Neben den Glucocorticoiden wirken weitere häufig eingesetzte Arzneistoffe diabetogen. Regelmäßige Blutzuckerkontrollen wären dann sinnvoll; doch nicht immer findet man in den Fachinformationen entsprechende Hinweise. Vorsicht geboten ist beispielsweise bei Hypertonikern, die mit nicht selektiven Betablockern wie Carvedilol und Propranolol und/oder Thiazid-Diuretika wie Hydrochlorothiazid behandelt werden. Bei letzteren wird die Nebenwirkung auf eine Erhöhung der hepatischen Insulinresistenz und die Stimulation der Glucosefreisetzung aus der Leber zurückgeführt.
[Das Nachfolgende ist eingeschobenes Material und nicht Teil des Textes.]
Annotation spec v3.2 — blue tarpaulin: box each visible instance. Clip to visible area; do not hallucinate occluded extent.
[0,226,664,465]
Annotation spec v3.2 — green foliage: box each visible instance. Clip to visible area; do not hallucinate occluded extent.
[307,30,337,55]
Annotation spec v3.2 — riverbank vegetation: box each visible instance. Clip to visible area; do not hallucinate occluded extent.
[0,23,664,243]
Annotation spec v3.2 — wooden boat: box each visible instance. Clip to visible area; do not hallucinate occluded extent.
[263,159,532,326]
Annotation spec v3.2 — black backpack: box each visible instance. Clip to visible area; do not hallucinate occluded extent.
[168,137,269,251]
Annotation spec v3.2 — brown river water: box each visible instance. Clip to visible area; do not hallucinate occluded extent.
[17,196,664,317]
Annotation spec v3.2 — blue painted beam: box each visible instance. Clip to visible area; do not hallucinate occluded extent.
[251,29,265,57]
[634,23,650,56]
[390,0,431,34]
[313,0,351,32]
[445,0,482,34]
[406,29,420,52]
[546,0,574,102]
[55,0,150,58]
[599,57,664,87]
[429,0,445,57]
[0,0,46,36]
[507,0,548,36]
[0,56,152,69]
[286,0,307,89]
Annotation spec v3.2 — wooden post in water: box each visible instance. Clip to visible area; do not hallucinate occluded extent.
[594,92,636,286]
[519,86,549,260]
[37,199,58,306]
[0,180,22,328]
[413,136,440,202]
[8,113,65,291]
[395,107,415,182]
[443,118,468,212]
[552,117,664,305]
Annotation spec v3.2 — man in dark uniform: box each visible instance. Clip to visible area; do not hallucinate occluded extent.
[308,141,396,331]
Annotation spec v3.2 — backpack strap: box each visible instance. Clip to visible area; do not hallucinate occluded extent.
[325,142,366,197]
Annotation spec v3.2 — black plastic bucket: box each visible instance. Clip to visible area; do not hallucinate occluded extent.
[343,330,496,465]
Broncholytika wie Bambuterol, Clenbuterol und Terbutalin wirken hyperglykämisch, weil sie durch Stimulation von ß2-Rezeptoren die Glykogenolyse in Leber und Muskulatur anregen.

Verschiedene Psychopharmaka und Antikonvulsiva mit einer Gewichtszunahme als Nebenwirkung können ebenfalls die Manifestation eines Diabetes mellitus begünstigen. Deshalb sollten Patienten nach Ein- oder Umstellung auf Wirkstoffe wie beispielsweise Clozapin, Olanzapin, Mirtazapin, Mianserin, Carbamazepin, Valproinsäure oder Lithium diesbezüglich besonders beobachtet werden. Als ein Mechanismus der diabetogenen Wirkung von Statinen (vor allem Simvastatin, Atorvastatin) wird eine Reduktion der Insulinsekretion diskutiert. Der Effekt ist wahrscheinlich dosisabhängig. Ebenfalls dosisabhängig diabetogen wirken Ciclosporin und Tacrolimus, wahrscheinlich durch eine toxische Wirkung auf die Beta-Zellen des Pankreas. Auch das bei Organtransplantationen eingesetzte Sirolimus hemmt die Insulinsekretion. Auch bei antiretroviralen Wirkstoffen muss mit negativen Wirkungen auf den Glukosestoffwechsel gerechnet werden. Beispiele sind der Protease-Inhibitor Lopinavir sowie die NRTI Didanosin, Stavudin und Zidovudin. Levothyroxin erhöht in niedrigen Dosierungen die Glykogensynthese und kann dadurch einen latenten Diabetes mellitus klinisch manifest werden lassen. Auch die Wirkung von Antidiabetika wird abgeschwächt.